デフレ不況のメカニズムについては、流動性選好と流動性の罠、需要不足によるものというニュー・ケインジアンの立場を踏襲していて、新古典派の理論については批判的です。新古典派について、135ページでは以下のように述べられています。
いずれにせよ、世界の中堅・若手の経済学者が、入門段階の学生に教えている標準理論は、もはや新しい古典派のものではないわけです。

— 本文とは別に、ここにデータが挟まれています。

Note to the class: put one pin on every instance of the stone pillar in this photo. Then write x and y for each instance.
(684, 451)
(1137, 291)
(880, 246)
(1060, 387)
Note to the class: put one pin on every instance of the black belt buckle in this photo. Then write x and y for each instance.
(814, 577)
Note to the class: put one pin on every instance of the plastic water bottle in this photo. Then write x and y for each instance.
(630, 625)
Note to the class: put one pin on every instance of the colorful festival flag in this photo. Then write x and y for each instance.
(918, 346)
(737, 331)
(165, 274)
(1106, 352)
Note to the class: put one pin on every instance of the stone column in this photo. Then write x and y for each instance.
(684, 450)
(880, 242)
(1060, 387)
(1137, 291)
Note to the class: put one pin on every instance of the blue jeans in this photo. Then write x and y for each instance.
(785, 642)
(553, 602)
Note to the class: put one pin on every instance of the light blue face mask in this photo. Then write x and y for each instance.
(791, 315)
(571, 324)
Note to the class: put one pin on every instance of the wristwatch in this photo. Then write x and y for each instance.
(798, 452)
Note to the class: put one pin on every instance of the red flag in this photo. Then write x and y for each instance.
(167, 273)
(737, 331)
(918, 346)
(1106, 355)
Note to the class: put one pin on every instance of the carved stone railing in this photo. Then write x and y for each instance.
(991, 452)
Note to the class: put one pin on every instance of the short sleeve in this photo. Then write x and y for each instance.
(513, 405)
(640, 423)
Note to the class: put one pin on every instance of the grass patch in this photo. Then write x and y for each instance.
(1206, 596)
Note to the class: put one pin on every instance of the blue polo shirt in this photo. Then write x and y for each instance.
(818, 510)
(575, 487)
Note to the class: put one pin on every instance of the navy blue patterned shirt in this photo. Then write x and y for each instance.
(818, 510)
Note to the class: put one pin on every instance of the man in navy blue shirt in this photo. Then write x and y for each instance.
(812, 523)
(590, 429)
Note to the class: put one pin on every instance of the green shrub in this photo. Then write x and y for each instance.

しかし、学問の最先端を担っている世代はまだ若すぎて、マスコミにも知られていないし、政府の審議委員にもなれていません。構造改革時代の世論と政治に影響力のあった経済学者は、かつて新しい古典派が押せ押せで快進撃していたころのアメリカに、新進気鋭として留学し、当時の最先端の動向を持ち帰った世代です。1970年代の大インフレを打開するための革新的な理論が、時間をかけてようやく世論に浸透し、政治を動かせるようになったときには、既にそれとはまったく逆のデフレ不況時代になっていたというわけです。学問自体はとっくにその次の段階に進んでいるのですが、まだまだそれは世間には知られていないのです。
以上、p135 より
途中の説明はグラフなどを多用して、非常に分かりやすいものになっています。ただ、最後の施策については、若干腑に落ちないものが残りました。基本的には「日銀がどんどんお金を刷れば良い」という話で、日銀にできなければ政府が百兆円玉 (!) を発行しても良いという冗談半分の話も出ているのですが、無から有を生み出せば解決する、というのはあまりにもうまい話すぎて、怪しく思ってしまいます。何か問題が起きたりしないのかどうか、もう少し丁寧な説明で不安を取り除いてもらえると良かったと思いました。